O globo, n. 31933, 10/01/2021. País, p. 8

 

Cargo no governo gera conflitos de interesse a Oliveira no TCU

Leandro Prazeres

10/01/2021

 

 

Suspeição do ministro foi pedida em caso de privatização de estatal

O pedido de suspeição do novo ministro do Tribunal de Contas da União (TCU), Jorge Oliveira, em um processo sobre a privatização de uma empresa estatal lançou luz sobre possíveis conflitos de interesse que o antigo titular da Secretaria Geral da Presidência no governo de Jair Bolsonaro poderá enfrentar na nova função. Oliveira herdou os processos da atual presidente do órgão, Ana Arraes, e terá sob sua responsabilidade casos envolvendo privatizações de estatais de interesse do exchefe no Executivo e investigações sobre o papel do governo federal em casos como o apagão no Amapá. Nesta semana, a associação de funcionários do Centro Nacional de Tecnologia Eletrônica Avançada (Ceitec) fez um pedido de suspeição em relação a Oliveira, relator do processo que avalia a privatização do órgão, determinada pelo governo federal durante a gestão Bolsonaro. Segundo o porta-voz da entidade, Júlio Leão Júnior, Oliveira seria amigo do presidente e teria dado pareceres favoráveis à privatização do Ceitec, única empresa brasileira capaz de produzir chips.

— Não seria adequado que alguém com esse nível de envolvimento no assunto fosse responsável por relatar e se posicionar sobre o caso. Que independência ele teria para ir contra um ato que, lá atrás, ele mesmo já defendeu? — afirmou o porta-voz. O pedido ainda não foi apreciado pelo tribunal, que está em recesso. Oliveira chefiou a Subsecretaria de Assuntos Jurídicos (SAJ) e também comandou a Secretaria-Geral da Presidência da República antes de assumir a vaga no TCU. Na SAJ, ele era responsável por avaliar a legalidade das iniciativas do presidente como decretos, medidas provisórias e projetos de lei de iniciativa do Executivo. Nessa posição, Oliveira participou, direta ou indiretamente, dos principais projetos do governo. Além disso, era visto como um dos ministros mais próximos a Bolsonaro. Além do processo envolvendo o Ceitec, Oliveira herdou a relatoria de um outro caso sobre a atuação do Banco Nacional de Desenvolvimento Econômico e Social (BNDES) na desestatização  de uma estatal, a Empresa de Trens Urbanos de Porto Alegre (Trensurb).

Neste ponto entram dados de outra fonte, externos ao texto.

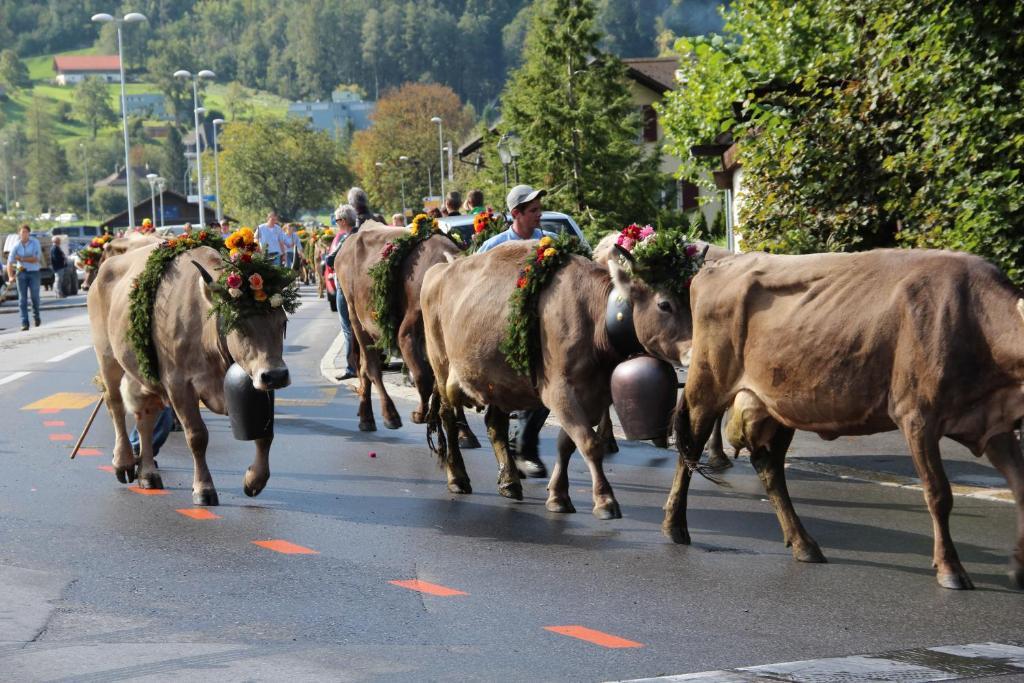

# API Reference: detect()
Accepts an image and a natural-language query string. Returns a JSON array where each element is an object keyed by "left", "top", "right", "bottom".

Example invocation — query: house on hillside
[
  {"left": 53, "top": 54, "right": 121, "bottom": 85},
  {"left": 288, "top": 90, "right": 376, "bottom": 140}
]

Ele também será o relator das ações do Ministério da Economia, como em casos envolvendo as secretarias de desburocratização e desestatização, e do Ministério do Desenvolvimento Regional. Outra ação relatada por Oliveira é o acompanhamento sobre medidas emergenciais para enfrentamento da Covid-19  tomadas pelo governo federal em relação às empresas do setor elétrico. Em abril do ano passado, quando Oliveira ainda era ministro, o governo editou medida provisória para socorrer o setor em meio ao início da pandemia. O ministro também vai relatar um caso sobre a atuação do governo e da Agência Nacional de Energia Elétrica (Aneel) no apagão ocorrido no Amapá, no fim de 2020.

Ao GLOBO, um advogado sócio de um escritório que atua majoritariamente em casos no TCU disse que eventuais pedidos de suspeição contra Jorge Oliveira terão de ser analisados caso a caso. O argumento relativo à suposta amizade entre ele e Bolsonaro tende a não ser acolhido pelos colegas do tribunal. Por outro lado, a atuação central de Oliveira na chamada “cozinha” do governo pode representar “empecilho” em alguns casos. Procurado, Oliveira não retornou os contatos do GLOBO.